Souveraineté économique : l’Europe face au piège de la gestion passive
La gestion passive, dominée par des géants américains, menace la souveraineté économique européenne. Une opportunité de réorientation émerge.
Une dépendance grandissante au capital américain
La dynamique est implacable : au cours de la dernière décennie, les investisseurs européens ont délaissé leurs propres entreprises au profit des actions internationales, en premier lieu américaines. Résultat : 10 % du capital des sociétés européennes a été transféré à des investisseurs étrangers.
Ce phénomène s’accompagne d’une explosion de la gestion passive, qui a doublé de poids pour représenter désormais la moitié des encours collectifs et plus des deux tiers des capitaux des investisseurs institutionnels. Or, cette gestion passive est concentrée entre les mains de trois géants américains : BlackRock, Vanguard et State Street.

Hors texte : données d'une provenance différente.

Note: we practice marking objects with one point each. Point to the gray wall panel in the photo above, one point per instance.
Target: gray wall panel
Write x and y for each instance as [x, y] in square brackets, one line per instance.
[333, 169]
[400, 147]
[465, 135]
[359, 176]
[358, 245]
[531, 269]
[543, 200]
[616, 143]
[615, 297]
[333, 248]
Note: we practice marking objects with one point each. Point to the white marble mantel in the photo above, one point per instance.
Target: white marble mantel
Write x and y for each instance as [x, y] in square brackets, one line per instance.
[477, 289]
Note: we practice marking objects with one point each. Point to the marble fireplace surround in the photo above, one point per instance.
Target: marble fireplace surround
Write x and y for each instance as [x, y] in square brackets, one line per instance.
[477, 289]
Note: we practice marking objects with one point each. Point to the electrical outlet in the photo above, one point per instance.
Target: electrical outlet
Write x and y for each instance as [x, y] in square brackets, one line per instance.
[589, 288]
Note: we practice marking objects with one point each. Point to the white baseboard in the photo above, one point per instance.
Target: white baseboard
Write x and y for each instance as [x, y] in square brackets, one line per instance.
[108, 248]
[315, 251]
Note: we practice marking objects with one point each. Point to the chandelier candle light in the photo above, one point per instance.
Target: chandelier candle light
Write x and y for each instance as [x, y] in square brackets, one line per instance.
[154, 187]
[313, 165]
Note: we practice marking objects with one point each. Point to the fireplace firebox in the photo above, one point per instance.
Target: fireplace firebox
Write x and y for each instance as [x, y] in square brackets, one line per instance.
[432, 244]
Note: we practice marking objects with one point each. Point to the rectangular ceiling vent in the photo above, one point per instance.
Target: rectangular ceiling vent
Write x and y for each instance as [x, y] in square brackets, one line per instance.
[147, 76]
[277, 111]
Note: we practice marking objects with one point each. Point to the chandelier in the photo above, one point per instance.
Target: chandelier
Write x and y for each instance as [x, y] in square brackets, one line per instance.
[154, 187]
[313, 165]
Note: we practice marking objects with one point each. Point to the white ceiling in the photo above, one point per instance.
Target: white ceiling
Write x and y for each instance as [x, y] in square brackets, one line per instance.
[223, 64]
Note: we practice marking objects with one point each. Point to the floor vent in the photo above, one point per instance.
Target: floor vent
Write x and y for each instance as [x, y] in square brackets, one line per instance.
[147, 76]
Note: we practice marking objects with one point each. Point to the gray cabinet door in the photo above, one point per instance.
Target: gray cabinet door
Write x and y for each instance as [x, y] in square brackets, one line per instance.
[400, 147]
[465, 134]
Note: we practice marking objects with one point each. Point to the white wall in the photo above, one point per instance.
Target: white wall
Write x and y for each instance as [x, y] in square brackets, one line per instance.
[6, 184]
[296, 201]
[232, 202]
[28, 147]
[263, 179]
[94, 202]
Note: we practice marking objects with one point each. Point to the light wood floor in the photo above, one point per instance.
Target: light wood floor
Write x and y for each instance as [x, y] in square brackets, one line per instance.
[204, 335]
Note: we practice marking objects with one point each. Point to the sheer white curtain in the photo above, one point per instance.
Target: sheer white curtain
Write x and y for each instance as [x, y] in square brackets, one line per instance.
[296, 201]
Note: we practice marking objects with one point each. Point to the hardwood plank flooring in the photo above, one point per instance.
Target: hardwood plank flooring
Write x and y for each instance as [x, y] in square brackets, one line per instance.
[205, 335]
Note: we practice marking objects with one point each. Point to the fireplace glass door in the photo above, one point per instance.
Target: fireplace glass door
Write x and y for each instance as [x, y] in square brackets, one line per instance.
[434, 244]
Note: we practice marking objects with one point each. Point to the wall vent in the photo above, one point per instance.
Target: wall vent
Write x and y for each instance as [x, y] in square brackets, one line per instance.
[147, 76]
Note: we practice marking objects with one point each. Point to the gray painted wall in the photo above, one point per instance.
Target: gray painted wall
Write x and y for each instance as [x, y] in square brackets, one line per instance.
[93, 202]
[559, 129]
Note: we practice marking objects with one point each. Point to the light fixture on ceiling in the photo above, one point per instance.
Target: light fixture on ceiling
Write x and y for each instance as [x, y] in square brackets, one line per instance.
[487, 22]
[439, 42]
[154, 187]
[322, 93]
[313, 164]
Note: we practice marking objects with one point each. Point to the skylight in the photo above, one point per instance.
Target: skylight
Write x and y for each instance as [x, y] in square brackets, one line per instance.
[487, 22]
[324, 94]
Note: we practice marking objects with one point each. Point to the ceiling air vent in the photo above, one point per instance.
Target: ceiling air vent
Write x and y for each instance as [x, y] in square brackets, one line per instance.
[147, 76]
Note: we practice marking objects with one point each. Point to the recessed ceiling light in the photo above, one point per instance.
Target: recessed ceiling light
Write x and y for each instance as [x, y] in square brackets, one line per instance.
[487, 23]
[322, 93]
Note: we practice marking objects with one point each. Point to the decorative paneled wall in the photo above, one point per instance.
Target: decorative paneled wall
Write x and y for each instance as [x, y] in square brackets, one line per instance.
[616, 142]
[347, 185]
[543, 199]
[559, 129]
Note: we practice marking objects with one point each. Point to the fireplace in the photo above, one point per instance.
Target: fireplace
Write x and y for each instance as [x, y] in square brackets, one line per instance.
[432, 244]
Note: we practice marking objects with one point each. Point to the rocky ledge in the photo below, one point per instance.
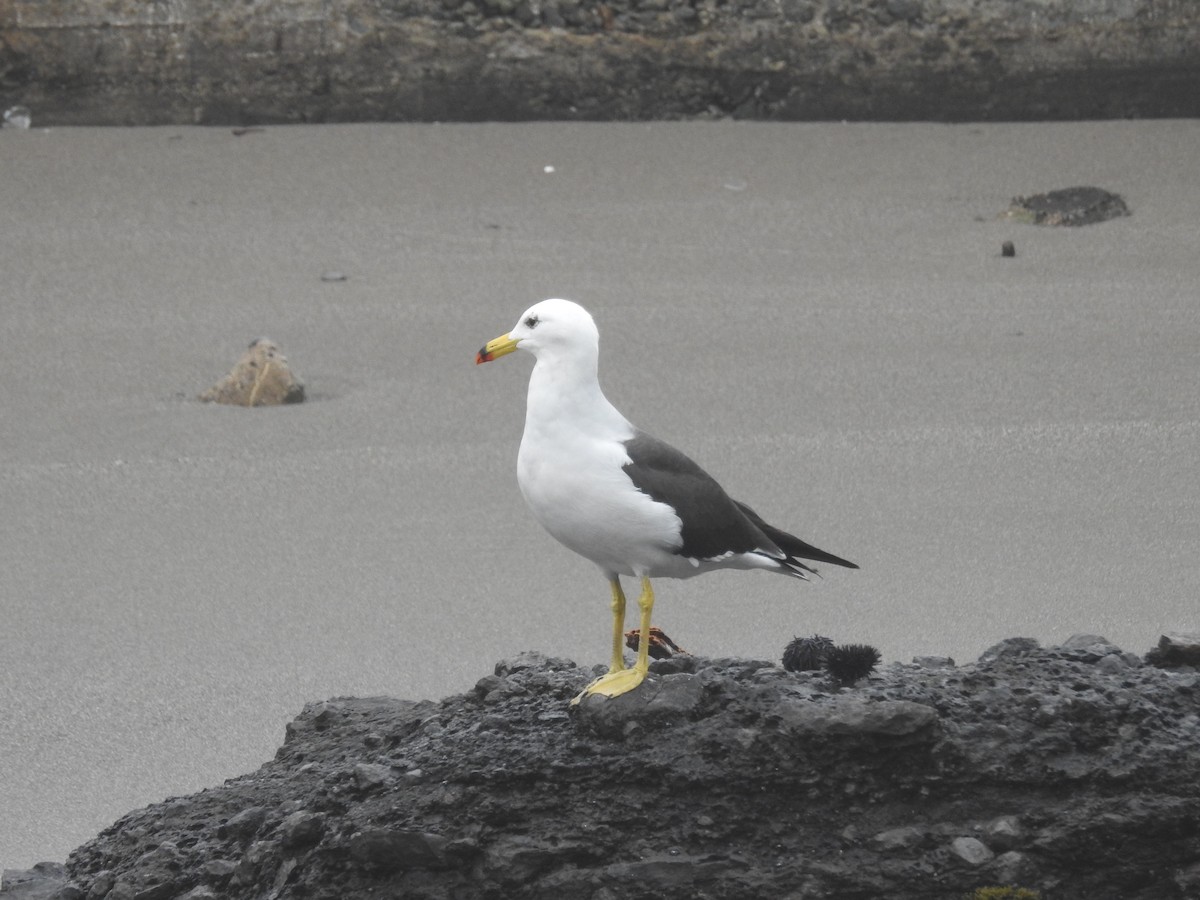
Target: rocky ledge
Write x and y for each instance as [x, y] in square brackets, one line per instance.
[257, 61]
[1065, 772]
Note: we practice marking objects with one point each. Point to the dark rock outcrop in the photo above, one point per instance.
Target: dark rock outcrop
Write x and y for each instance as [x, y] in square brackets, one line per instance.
[211, 61]
[1071, 771]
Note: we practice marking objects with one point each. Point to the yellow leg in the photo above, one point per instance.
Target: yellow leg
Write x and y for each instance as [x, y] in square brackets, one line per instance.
[618, 628]
[623, 681]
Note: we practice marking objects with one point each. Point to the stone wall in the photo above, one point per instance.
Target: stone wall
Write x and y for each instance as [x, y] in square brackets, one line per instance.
[255, 61]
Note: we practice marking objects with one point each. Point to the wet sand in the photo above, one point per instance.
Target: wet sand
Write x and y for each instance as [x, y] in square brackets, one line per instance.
[817, 313]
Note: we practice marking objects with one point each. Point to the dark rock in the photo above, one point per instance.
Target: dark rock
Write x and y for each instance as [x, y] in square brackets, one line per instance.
[971, 851]
[933, 661]
[211, 61]
[1009, 647]
[301, 829]
[1069, 207]
[729, 779]
[243, 826]
[1176, 649]
[387, 849]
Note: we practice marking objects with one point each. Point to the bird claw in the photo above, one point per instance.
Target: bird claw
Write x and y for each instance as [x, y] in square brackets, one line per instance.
[613, 684]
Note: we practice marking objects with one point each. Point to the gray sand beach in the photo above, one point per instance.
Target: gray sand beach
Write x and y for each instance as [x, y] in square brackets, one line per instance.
[817, 313]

L’influence de ces acteurs dépasse la simple détention de titres : en assemblée générale, la majorité des fonds passifs suivent les recommandations de deux agences de conseil en vote également américaines, ISS et Glass Lewis. Lorsque le poids de la gestion passive était limité, l’impact sur la gouvernance était marginal. Mais désormais, il équivaut à donner aux États-Unis une influence majoritaire sur le capital circulant des entreprises européennes.
Vers un tournant de marché favorable à l’Europe ?
Le constat pourrait sembler accablant, mais plusieurs signaux laissent penser que la situation peut évoluer. L’élection de Donald Trump en 2024 a brutalement rappelé aux Européens la nécessité d’assurer eux-mêmes leur souveraineté économique. Les États ont commencé à réagir, notamment sur le plan militaire — l’Allemagne ayant par exemple annoncé un plan de 1 000 milliards d’euros sur dix ans.
Sur les marchés, un frémissement est perceptible : pour la première fois depuis cinq ans, les souscriptions nettes vers les fonds actions américaines stagnent, alors que les flux repartent (timidement) vers les actions européennes. Ce renversement coïncide avec un autre phénomène : la concentration historique des indices boursiers. Aux États-Unis, la domination des valeurs technologiques a porté la capitalisation de quelques géants à des sommets, situation qui par le passé a souvent précédé un cycle plus favorable à la gestion active.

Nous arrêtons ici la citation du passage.